As I described in one of my first blog entries, the date we were to get married was largely down to what was then known as the INS (Immigration and Naturalization Service), what is now USCIS (US Citizenship and Immigration Services). I was in England and B. was here in New Jersey. We had no idea how long it would be before the INS approved our Fiance Visa, but we knew that we only had 90 days following approval to get married. We got our approval in December 1998, slightly earlier than we had expected, which meant that with the holiday season just around the corner, I had to make travel arrangements, and we had to plan a wedding.

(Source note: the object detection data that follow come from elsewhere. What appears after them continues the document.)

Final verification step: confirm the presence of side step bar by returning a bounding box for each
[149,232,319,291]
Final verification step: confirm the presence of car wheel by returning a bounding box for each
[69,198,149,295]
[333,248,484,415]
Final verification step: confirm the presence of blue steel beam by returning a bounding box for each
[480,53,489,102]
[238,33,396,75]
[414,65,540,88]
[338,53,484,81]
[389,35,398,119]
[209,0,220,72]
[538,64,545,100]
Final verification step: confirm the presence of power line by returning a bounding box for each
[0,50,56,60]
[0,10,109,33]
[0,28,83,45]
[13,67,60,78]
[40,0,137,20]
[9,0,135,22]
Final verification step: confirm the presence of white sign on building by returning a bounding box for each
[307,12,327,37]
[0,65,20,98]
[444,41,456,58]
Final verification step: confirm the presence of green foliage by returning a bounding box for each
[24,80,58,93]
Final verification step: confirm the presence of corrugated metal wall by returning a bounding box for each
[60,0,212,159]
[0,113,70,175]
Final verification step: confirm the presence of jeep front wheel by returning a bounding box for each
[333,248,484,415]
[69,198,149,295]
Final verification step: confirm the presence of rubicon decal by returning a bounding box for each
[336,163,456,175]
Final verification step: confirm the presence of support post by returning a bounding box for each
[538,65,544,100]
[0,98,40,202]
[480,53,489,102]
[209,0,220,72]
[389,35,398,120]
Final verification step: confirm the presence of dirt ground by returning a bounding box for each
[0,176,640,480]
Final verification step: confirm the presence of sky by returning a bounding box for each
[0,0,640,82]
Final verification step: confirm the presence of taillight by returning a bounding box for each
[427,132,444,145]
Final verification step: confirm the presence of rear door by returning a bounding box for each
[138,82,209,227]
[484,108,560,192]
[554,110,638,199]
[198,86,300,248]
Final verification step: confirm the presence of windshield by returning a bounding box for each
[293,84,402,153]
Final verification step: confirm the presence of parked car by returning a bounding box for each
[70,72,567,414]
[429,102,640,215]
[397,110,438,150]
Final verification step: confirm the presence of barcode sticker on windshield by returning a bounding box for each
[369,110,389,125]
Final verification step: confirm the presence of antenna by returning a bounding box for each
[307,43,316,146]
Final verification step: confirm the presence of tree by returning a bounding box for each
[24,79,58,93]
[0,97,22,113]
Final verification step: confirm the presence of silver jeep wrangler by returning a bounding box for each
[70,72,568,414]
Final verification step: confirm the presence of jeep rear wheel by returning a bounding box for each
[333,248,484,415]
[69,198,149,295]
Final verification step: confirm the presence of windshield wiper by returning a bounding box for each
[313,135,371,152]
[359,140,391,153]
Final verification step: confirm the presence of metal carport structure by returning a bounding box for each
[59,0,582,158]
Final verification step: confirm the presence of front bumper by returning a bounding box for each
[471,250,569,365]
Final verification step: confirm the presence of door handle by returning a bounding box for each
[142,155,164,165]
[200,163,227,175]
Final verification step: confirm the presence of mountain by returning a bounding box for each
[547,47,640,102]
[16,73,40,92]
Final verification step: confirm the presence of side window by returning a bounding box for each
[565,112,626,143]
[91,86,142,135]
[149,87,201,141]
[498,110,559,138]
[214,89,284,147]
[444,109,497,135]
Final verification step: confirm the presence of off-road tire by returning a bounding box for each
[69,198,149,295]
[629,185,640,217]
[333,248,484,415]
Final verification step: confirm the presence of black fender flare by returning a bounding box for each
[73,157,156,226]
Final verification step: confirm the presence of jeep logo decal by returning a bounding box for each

Fortunately, B. and I had similar ideas for what we wanted from a wedding. We did want an occasion, rather than a simple official marriage. However, we wanted a wedding we could enjoy ourselves. We had heard all too often about couples who had big weddings and who had not enjoyed the day themselves, because the event was geared towards other people.

We agreed on the venue we wanted. The Palmyra Tea Room in Bound Brook, New Jersey, was a great place that we used to visit together. It had a wonderful Bohemian feel to it, with mismatched chairs, tables and china. It had an adjoining art-gallery, lots of books, tasty food and great people. Fortunately, although they had never done a wedding there before, they agreed to do it for us. We were to have the wedding in the art-gallery, and then we would move into the tea room itself for the reception. They would close for the day and provide the food.

The other preparations seem to have disappeared in a blur from my memory, but one thing that we were proud of was that B. and a friend actually made their own paper for the invitations. Since both B. and her Mother suffer badly from allergies to many flowers, we were to have artificial ones, and again, B. and a friend made the arrangements.

I do not have a large or particularly close extended family, and my parents don't fly, so my Brother was to be the sole family representative - and my best man. On the other hand, B. does have a large, close family, so the Brits were a little outnumbered. Fortunately, B's family are a lot of fun, and a rehearsal dinner ended up with most of us sitting underneath the tables, playing with kids. My stag night consisted of My Brother, a friend and I at our house with a bottle of Power's Irish whiskey. It was more fun than you might imagine, and we even managed to break some furniture!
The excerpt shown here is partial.